Partially Attended

an irregularly updated blog by Ian Mulvany

The rude health of Open Access Publishing.

Mon Oct 3, 2011

798 Words

TL;DR OA publishing is maturing with a scalable business model that all the big publishers are jumping all over. Money will be made (but less than before), and more content will be more open. The poor lamentable nay-sayers who carp on unheard in the darkness will be forgotten, and their Cassandra-like predictions will fade to be recalled as little more than the mutterings of fools (OK, that last bit is probably opinion).

Just over a week ago I had the great pleasure to present some thoughts alt-metrics to the 3rd Conference on Open Access Publishing. The talks were recorded and my talk will be posted in time.
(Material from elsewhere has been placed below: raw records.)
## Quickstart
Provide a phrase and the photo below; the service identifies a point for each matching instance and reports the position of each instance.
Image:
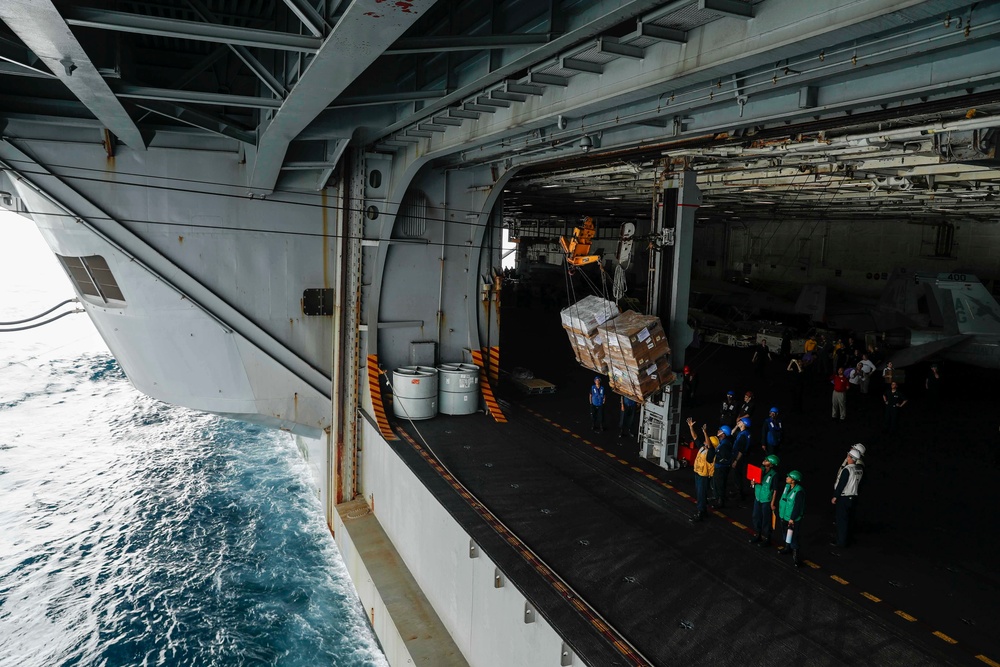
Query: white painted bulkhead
(486, 623)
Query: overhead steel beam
(242, 52)
(388, 98)
(365, 30)
(310, 18)
(613, 47)
(414, 45)
(198, 119)
(601, 17)
(194, 30)
(195, 97)
(738, 8)
(662, 33)
(42, 29)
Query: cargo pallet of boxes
(630, 348)
(581, 321)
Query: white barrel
(414, 392)
(458, 389)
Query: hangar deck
(915, 589)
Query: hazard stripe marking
(375, 389)
(492, 407)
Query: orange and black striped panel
(376, 390)
(494, 367)
(484, 386)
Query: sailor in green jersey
(791, 507)
(765, 501)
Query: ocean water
(138, 533)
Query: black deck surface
(616, 527)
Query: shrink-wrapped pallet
(581, 321)
(638, 356)
(587, 314)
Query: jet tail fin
(976, 310)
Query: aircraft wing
(917, 353)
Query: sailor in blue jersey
(765, 501)
(597, 405)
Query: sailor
(596, 400)
(765, 501)
(791, 507)
(771, 436)
(704, 467)
(845, 492)
(741, 452)
(727, 414)
(723, 460)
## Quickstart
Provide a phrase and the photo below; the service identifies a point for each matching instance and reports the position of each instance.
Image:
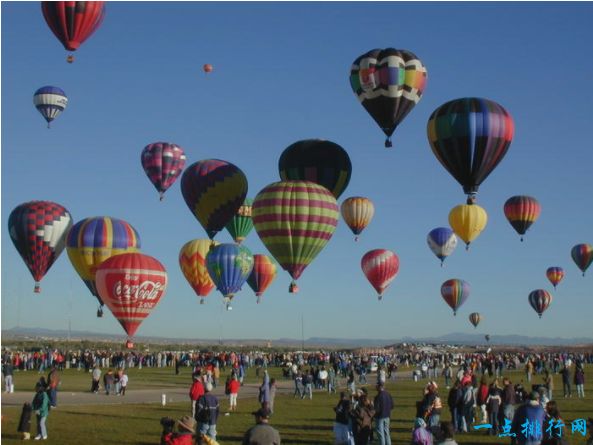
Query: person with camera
(186, 428)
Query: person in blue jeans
(383, 404)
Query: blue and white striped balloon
(442, 241)
(50, 102)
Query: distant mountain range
(456, 338)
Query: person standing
(96, 379)
(233, 387)
(8, 371)
(565, 373)
(195, 392)
(53, 381)
(40, 406)
(530, 413)
(262, 433)
(207, 410)
(579, 380)
(383, 404)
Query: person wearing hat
(532, 413)
(262, 433)
(207, 411)
(186, 427)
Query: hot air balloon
(131, 285)
(93, 240)
(475, 318)
(582, 255)
(50, 102)
(442, 241)
(73, 22)
(229, 265)
(540, 301)
(192, 260)
(241, 223)
(295, 220)
(468, 221)
(380, 266)
(319, 161)
(522, 211)
(163, 163)
(555, 275)
(262, 275)
(38, 230)
(389, 83)
(469, 137)
(455, 292)
(213, 190)
(358, 213)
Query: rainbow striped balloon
(93, 240)
(295, 220)
(455, 292)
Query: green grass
(299, 421)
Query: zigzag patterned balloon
(213, 190)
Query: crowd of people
(479, 393)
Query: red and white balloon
(380, 266)
(131, 285)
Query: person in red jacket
(195, 392)
(233, 389)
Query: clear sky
(280, 75)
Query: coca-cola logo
(144, 291)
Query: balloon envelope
(73, 22)
(475, 318)
(388, 83)
(322, 162)
(229, 265)
(468, 221)
(131, 285)
(93, 240)
(380, 266)
(469, 137)
(295, 220)
(38, 231)
(241, 223)
(455, 292)
(192, 261)
(163, 163)
(540, 300)
(263, 273)
(582, 255)
(357, 212)
(213, 190)
(442, 241)
(50, 102)
(522, 211)
(555, 274)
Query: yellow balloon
(468, 221)
(192, 261)
(357, 212)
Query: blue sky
(280, 75)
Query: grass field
(299, 421)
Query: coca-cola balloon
(131, 285)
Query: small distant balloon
(582, 255)
(540, 300)
(555, 274)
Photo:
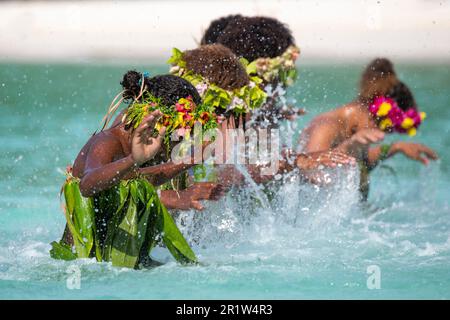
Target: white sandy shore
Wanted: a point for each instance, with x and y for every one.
(326, 29)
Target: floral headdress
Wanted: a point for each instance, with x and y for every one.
(391, 117)
(280, 68)
(239, 101)
(179, 118)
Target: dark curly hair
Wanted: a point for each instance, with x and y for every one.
(168, 88)
(256, 37)
(216, 28)
(378, 79)
(403, 96)
(218, 64)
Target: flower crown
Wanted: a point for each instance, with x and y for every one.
(280, 68)
(179, 118)
(391, 117)
(239, 101)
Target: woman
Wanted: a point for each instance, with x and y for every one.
(384, 105)
(113, 211)
(269, 48)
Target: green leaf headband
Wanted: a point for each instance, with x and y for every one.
(242, 100)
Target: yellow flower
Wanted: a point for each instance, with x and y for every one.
(385, 123)
(384, 109)
(412, 132)
(423, 115)
(407, 123)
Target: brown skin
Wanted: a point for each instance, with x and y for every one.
(115, 154)
(350, 129)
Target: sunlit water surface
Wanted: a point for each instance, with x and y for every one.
(309, 243)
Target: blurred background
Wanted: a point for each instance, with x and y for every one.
(117, 30)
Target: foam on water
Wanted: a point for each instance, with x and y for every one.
(309, 242)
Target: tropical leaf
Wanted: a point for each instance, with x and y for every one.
(61, 251)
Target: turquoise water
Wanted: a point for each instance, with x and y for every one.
(311, 244)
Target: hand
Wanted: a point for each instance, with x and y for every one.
(190, 197)
(415, 151)
(330, 159)
(143, 145)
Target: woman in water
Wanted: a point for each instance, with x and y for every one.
(222, 80)
(112, 209)
(270, 50)
(384, 105)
I wanted to write up a few thoughts that spun up out of my experience of meeting with that community and seeing what’s going on there. It seems like there is a upswell of coverage on open access right now. In the week that was in it Princeton asked it’s researchers not to hand over copyright (statement), a call to not publish with IEEE got picked up by Hacker News and the Times Higher Education posted a call for academics to not peer review for non-OA journals.

One could be forgiven for thinking that something is afoot.

Open access also got picked up in some national press, a fact that was lamented by the Scholarly Kitchen (What’s up with the Scholarly Kitchen anyway? I’ve had to be moderately careful about what I wrote in this paragraph to not stray over into mocking or insulting, but the core of my feeling on the topic is that when it comes to discussing open access publishing they are, and specifically Kent Anderson is, disingenuous about their coverage of OA in a highly negative way. I’ve met some of the contributors and they seem like nice intelligent people, so this continuos editorial stance makes me think of them as somewhat akin to the Daily Mail in the UK).

The main sentiment from the conference was that OA publishing as an industry is flourishing. There were representatives form many traditional scientific publishers, and the discussion was all about revenues, peer review models and the enormous growth that all of these titles were seeing in submissions. The biggest point of discussion over the few days of the conference was about the rise of the megajournal, more of which in a subsequent post.

What as also very clear was the diversity of philosophical approach to what OA meant from a publisher point of view. Plos focussed on their ethical standards, Hindawi talked about their scale at creating titles and running peer review over those titles in a scalable way.

Some of these trends were raised by Phil Bourne in his keynote. It’s clear that the academic has a different view from the publisher. There is still a desire to see more use of CC0 licences, and to allow wide ranging data mining on the artefacts that Open Access can produce. Phil again called for a more integrated eco system of derivative objects created on top of the literature. It’s not clear whether publishers will be in a position to do this, but OA objects should allow a competitive market place of these kinds of things to emerge. (Of course the great promise is that they should and it is by no means a given that they will).

Phil had been involved in a summer workshop on moving beyond the PDF and some of their output can be seen at the FORCE11 site. Slowly we move in the right direction, slowly, slowly, but surely.

Pete Binfield was busy telling everyone that within three years up to 50% of all content that is freshly published may be open access. Heady predictions, but form the submission figures that he showed for PloSONE not a prediction that is impossible to believe in.

Overall there was a feeling that we will see a continued and strong growth in OA published content. Back of the envelope figures were being mentioned as if they were the accepted norm and people felt that the academic publishing industry might reduce in global value from it’s current nine billion in turnover per year to a more modest two to three billion, with savings coming from the more sane cost structure that comes along with Open Access publishing. Of course the only way to tell if a change like that is going to happen is to wait it out and see.

It seems like enough traditional publishers are willing to get a toe in the water.

In the end, over the past couple of weeks the best comment I’ve seen on the current state of the OA movement has come from the inestimable John Willbanks who pointed out that it’s no longer a question of religion but of infrastructure.